Thrale history
Coat of arms
Thrale family of the City of St Albans
The blazon comprises a shield per fess azure and paly of ten or and gules, in chief a saltire couped between two pheons points upwards or, and the crest, between two tuns an oak tree proper, fructed or.
Monument to John Thrale in St Albans Cathedral 1704
Thrale coat of arms on John Thrale’s 1704 monument in St Albans Cathedral..
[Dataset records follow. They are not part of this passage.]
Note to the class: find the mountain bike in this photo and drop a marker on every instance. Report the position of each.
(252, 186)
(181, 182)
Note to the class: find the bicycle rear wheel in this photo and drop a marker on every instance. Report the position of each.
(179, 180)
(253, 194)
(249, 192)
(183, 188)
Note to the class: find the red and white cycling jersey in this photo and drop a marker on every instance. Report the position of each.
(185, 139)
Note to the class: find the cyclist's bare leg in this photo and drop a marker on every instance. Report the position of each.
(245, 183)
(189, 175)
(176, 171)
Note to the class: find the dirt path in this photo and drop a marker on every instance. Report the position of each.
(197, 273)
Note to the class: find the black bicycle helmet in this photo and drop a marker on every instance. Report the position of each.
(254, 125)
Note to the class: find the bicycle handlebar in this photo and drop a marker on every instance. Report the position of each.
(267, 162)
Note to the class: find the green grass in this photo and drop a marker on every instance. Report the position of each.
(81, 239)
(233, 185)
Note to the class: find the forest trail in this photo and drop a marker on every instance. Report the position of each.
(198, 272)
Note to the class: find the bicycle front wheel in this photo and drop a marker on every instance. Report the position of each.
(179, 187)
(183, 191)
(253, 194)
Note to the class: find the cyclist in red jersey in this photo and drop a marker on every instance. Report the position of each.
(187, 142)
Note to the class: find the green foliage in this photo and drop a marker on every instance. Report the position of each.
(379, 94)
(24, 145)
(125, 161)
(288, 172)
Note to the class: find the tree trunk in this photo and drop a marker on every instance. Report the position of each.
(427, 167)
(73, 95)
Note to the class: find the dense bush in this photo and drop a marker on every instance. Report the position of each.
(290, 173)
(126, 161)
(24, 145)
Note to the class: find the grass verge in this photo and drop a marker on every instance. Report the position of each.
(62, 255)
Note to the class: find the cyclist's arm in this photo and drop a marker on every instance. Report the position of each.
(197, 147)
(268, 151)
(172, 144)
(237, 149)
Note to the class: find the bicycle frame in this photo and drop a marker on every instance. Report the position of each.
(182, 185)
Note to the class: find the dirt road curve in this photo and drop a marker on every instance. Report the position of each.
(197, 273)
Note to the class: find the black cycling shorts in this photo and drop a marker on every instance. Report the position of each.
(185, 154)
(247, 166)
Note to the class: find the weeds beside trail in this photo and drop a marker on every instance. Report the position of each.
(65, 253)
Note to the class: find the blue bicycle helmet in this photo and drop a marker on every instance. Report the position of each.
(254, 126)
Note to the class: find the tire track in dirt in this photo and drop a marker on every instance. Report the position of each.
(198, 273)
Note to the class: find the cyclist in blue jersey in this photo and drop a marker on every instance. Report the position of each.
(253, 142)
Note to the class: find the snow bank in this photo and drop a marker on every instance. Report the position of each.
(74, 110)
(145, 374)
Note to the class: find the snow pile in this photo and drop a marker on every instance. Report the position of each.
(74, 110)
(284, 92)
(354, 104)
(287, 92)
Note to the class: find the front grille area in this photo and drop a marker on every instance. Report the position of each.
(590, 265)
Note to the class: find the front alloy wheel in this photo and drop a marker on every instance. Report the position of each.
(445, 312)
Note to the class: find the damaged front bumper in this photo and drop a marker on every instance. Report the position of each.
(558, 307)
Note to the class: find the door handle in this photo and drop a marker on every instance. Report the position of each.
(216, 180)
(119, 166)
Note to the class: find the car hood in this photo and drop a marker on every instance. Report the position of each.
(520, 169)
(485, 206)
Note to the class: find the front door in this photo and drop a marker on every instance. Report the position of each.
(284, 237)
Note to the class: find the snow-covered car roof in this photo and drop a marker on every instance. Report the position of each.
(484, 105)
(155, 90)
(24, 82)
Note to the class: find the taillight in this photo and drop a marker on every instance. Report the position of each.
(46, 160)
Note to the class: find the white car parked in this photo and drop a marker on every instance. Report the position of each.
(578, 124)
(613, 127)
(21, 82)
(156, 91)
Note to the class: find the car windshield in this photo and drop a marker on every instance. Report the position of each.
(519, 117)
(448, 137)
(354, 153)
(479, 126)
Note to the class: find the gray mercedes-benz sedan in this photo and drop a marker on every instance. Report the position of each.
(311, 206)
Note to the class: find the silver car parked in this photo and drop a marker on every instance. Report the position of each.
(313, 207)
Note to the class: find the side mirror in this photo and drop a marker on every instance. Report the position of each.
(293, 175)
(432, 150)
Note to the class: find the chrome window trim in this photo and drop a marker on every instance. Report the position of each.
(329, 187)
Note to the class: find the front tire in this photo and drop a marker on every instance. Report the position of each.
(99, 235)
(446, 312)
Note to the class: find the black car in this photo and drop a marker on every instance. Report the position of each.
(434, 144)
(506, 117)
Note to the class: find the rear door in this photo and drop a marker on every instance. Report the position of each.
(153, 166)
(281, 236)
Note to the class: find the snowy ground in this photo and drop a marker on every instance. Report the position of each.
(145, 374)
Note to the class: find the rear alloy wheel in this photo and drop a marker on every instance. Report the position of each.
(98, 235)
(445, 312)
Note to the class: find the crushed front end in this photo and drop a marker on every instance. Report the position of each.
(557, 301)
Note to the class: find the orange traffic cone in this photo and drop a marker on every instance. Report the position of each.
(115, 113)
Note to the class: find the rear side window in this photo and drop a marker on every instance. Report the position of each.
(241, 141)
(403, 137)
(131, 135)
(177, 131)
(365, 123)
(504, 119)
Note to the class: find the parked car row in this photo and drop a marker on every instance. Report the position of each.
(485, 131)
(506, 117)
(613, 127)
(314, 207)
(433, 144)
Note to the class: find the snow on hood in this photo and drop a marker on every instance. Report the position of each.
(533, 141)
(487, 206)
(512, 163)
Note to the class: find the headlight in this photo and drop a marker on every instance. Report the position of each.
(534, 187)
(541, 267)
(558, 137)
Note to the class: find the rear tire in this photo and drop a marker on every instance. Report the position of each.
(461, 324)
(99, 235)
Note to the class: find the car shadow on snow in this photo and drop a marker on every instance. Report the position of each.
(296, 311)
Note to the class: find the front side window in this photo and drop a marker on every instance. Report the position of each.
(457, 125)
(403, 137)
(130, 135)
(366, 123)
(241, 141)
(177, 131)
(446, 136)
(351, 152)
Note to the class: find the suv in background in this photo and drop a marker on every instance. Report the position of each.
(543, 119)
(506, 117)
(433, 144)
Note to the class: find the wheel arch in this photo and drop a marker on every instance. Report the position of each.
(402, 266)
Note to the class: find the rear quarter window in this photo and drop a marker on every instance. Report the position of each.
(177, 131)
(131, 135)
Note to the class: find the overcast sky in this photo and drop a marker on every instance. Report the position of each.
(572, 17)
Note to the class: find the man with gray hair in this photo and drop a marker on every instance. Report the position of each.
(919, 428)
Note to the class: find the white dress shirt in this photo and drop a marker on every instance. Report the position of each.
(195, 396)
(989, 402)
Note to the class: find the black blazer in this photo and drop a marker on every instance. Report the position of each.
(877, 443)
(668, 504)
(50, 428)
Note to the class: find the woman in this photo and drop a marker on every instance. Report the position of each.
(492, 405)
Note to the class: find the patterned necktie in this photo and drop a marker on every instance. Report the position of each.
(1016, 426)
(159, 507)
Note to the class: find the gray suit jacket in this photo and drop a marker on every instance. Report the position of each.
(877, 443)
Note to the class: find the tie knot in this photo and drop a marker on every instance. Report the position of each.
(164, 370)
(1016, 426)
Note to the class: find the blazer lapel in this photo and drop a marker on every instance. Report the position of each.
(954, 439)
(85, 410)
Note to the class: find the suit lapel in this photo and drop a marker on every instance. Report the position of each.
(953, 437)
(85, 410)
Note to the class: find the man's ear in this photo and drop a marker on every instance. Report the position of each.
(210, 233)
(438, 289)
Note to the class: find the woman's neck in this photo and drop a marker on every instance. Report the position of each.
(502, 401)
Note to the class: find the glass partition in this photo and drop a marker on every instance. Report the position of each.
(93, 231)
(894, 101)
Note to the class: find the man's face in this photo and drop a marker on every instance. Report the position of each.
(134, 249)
This comprises a paly of ten or and gules, with the crest, out of a ducal coronet an oak tree vert.
These arms were been adopted by other members of the family and can be seen in Streatham Church on the mourning tablet for Henry Thrale.
John was an ambitious and ruthless merchant, who as a young man started as a manager of a plantation in the West Indies that exploited enslaved Africans.
John was also the owner of Fairfolds Farm which he left to his daughters, whose descendants sold the farm to Thrale relatives. The Marshalswick branch is descended from John Thrale.
John Threele of Arundel died 1465
A similar coat of arms, for which no image is known to this website was used byJohn Threele
of Arundel; who died in 1465 and was Marshall of the Household to William, 9th Earl of Arundel, and in this case, the coat of arms was described as a Paly of ten, or and gules.